L’inchiesta sulla strage di Steccato di Cutro si è conclusa con l’avviso di conclusione indagini – premessa di possibile richiesta di rinvio a giudizio – per Giuseppe Grillo, capo turno della sala operativa del Comando provinciale di Vibo Valentia della Guardia di finanza e del Reparto operativo aeronavale delle fiamme gialle, Alberto Lippolis, comandante del Roan di Vibo Valentia, Antonino Lopresti, ufficiale in comando e controllo tattico nel Roan di Vibo Valentia; Nicolino Vardaro, comandante del gruppo aeronavale di Taranto, Francesca Perfido, ufficiale di ispezione in servizio nel Centro di coordinamento italiano di soccorso marittimo di Roma, e Nicola Nania, ufficiale di ispezione nel centro secondario di soccorso marittimo di Reggio Calabria. Le ipotesi di reato sono quelle di naufragio colposo e omicidio colposo plurimo.

Le comunicazioni coprono un lasso di tempo di 5 ore durante le quali né la Guardia di Finanza né la Guardia Costiera fecero niente per salvare i migranti. A parlare tra gli altri, secondo gli atti dell’inchiesta, è l’ammiraglio Gianluca D’Agostino, responsabile della sala operativa delle Capitanerie di porto: “Ritengo che il nostro unico errore – afferma – sia stato quello di fidarci della Guardia di finanza, che ci ha dato informazioni mendaci”. Non meno severa la valutazione del comandante regionale delle Capitanerie di porto, Giuseppe Sciarrone: “Non capisco perché quella notte ci hanno chiamato e hanno rifiutato il nostro apporto. La Guardia di finanza avrebbe dovuto chiamarci immediatamente, avevano l’obbligo di intervenire una volta scoperto il target. Le nostre imbarcazioni erano in grado di navigare con quelle condizioni meteo“.

E’ vero però che già dalle 23.30 le chat dei finanzieri parlano di un intervento di “law enforcement”, cioè di sicurezza e ordine pubblico e non di soccorso. E questo nonostante fosse chiaro che a bordo dell’imbarcazione ci fossero solo migranti e che le condizioni meteomarine fossero “proibitive”. “Per il momento è un’attività di polizia, abbiamo una nostra motovedetta fuori che l’attenderà… mare permettendo”. Quando la strategia cambia e alle 3.48 la Finanza finalmente comunica alla Guardia costiera che i suoi mezzi stanno rientrano in porto perché non riescono ad affrontare il mare (“Passiamo la palla a voi“), dalla Capitaneria rispondono quasi gelidi: “Noi in mare non abbiamo nulla.
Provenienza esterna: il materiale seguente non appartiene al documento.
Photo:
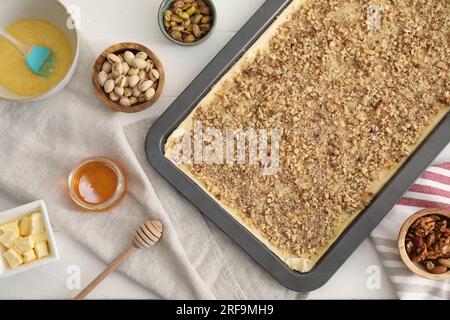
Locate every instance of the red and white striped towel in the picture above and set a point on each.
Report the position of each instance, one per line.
(431, 190)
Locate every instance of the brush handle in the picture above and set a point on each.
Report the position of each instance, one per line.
(113, 266)
(24, 48)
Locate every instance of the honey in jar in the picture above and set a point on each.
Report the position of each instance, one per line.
(97, 184)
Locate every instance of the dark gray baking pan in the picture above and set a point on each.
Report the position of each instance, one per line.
(353, 235)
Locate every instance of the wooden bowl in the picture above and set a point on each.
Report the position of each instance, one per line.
(117, 49)
(417, 268)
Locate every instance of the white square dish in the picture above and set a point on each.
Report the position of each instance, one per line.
(18, 213)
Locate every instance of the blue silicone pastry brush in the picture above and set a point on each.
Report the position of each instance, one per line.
(39, 59)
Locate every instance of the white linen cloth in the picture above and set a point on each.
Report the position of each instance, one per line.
(41, 142)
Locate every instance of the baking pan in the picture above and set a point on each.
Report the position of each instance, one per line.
(349, 240)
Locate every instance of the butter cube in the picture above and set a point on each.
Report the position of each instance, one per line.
(39, 237)
(8, 238)
(24, 244)
(37, 223)
(11, 226)
(29, 256)
(13, 258)
(41, 249)
(25, 226)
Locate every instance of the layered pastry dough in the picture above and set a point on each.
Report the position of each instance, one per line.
(352, 103)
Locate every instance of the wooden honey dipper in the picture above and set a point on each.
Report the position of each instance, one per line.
(146, 236)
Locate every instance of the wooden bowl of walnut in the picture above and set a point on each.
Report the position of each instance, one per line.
(421, 250)
(131, 102)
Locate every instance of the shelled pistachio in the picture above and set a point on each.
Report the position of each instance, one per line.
(129, 78)
(188, 20)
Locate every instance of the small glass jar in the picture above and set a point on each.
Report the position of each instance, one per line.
(97, 184)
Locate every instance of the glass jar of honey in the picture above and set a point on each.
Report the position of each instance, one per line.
(97, 184)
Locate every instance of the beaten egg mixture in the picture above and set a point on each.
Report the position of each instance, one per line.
(14, 73)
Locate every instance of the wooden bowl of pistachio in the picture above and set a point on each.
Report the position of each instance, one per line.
(128, 77)
(187, 22)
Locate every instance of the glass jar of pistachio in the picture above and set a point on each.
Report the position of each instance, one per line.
(188, 20)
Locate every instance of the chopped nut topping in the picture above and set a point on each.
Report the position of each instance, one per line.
(351, 103)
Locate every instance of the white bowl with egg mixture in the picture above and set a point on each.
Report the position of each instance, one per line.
(21, 13)
(17, 214)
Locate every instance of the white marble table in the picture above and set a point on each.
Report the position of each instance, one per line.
(104, 22)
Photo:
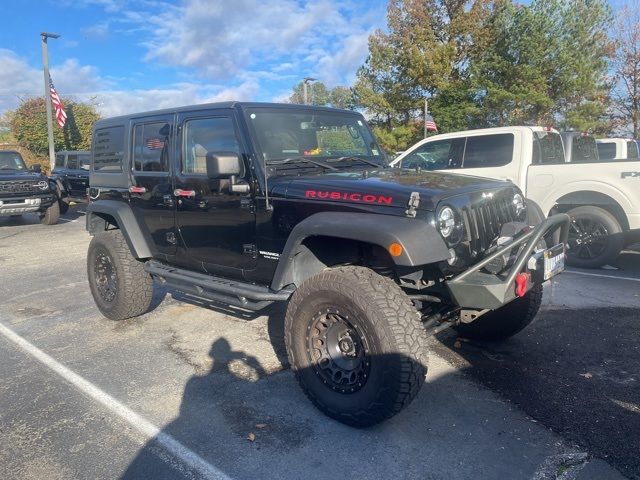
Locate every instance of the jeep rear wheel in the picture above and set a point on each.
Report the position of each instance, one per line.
(119, 284)
(51, 214)
(506, 321)
(356, 345)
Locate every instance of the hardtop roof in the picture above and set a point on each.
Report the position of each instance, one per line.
(206, 106)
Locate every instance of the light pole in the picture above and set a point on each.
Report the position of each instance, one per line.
(305, 83)
(47, 94)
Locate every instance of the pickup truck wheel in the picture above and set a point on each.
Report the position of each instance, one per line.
(356, 345)
(595, 237)
(506, 321)
(51, 214)
(119, 284)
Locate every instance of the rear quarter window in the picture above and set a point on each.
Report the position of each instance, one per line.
(108, 149)
(607, 151)
(488, 151)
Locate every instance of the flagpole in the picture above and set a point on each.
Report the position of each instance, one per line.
(47, 95)
(426, 112)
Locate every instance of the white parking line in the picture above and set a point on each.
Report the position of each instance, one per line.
(148, 429)
(587, 274)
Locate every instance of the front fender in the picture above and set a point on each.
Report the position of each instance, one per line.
(421, 243)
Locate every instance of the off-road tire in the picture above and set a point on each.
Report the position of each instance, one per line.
(378, 311)
(51, 214)
(64, 207)
(133, 287)
(614, 240)
(506, 321)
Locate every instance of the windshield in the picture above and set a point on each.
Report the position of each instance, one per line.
(288, 134)
(11, 161)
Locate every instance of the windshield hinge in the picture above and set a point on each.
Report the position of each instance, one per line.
(412, 204)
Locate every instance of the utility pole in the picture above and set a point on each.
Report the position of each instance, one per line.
(47, 94)
(426, 112)
(305, 83)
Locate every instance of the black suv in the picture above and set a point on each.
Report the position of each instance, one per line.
(249, 204)
(24, 190)
(72, 170)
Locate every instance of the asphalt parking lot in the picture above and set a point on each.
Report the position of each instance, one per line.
(193, 390)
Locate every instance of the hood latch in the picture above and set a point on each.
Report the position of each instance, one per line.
(412, 204)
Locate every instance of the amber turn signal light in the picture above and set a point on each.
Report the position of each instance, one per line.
(395, 249)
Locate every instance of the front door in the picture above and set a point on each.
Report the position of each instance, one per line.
(151, 195)
(216, 226)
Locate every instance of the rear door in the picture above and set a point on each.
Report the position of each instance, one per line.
(151, 194)
(216, 226)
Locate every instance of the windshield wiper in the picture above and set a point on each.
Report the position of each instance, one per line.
(353, 157)
(320, 163)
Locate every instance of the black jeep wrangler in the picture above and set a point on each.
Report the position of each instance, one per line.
(249, 204)
(72, 171)
(24, 190)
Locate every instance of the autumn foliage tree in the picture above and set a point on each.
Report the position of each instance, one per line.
(28, 124)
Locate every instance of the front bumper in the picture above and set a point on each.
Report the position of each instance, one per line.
(478, 289)
(20, 205)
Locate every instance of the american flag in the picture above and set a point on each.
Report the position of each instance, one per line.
(430, 124)
(155, 143)
(61, 116)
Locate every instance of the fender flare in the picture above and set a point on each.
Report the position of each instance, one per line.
(421, 243)
(121, 212)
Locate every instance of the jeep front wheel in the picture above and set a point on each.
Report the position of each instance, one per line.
(51, 214)
(506, 321)
(119, 284)
(356, 345)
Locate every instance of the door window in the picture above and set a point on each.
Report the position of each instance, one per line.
(488, 151)
(151, 147)
(438, 155)
(203, 136)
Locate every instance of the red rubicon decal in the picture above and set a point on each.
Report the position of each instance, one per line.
(350, 197)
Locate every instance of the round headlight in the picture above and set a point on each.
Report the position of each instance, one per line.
(519, 205)
(446, 221)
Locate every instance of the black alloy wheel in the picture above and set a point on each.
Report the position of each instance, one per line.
(338, 353)
(105, 276)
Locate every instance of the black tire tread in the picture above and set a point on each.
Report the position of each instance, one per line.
(135, 285)
(397, 322)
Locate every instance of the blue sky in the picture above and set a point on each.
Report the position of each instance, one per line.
(129, 56)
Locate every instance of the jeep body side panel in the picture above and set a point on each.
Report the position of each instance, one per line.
(121, 212)
(421, 243)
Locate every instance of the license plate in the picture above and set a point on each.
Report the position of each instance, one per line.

Poi vediamo come evolve la situazione, perché al momento non abbiamo nessun genere di richiesta di aiuto”. Alle 7 del mattino sulla chat della Guardia di finanza c’è già chi si assolve. “Alla Capitaneria abbiamo richiesto l’intervento già a mezzanotte, ma non sono mai usciti. Dopo che noi siamo rientrati gliel’ho fatto mettere a brogliaccio: guarda noi non ce la facciamo, valutate voi. Senza una chiamata di soccorso non hanno ritenuto di uscire. Noi abbiamo fatto tutto quello che dovevamo fare”. E questo sarà esattamente ciò che il processo dovrà dimostrare.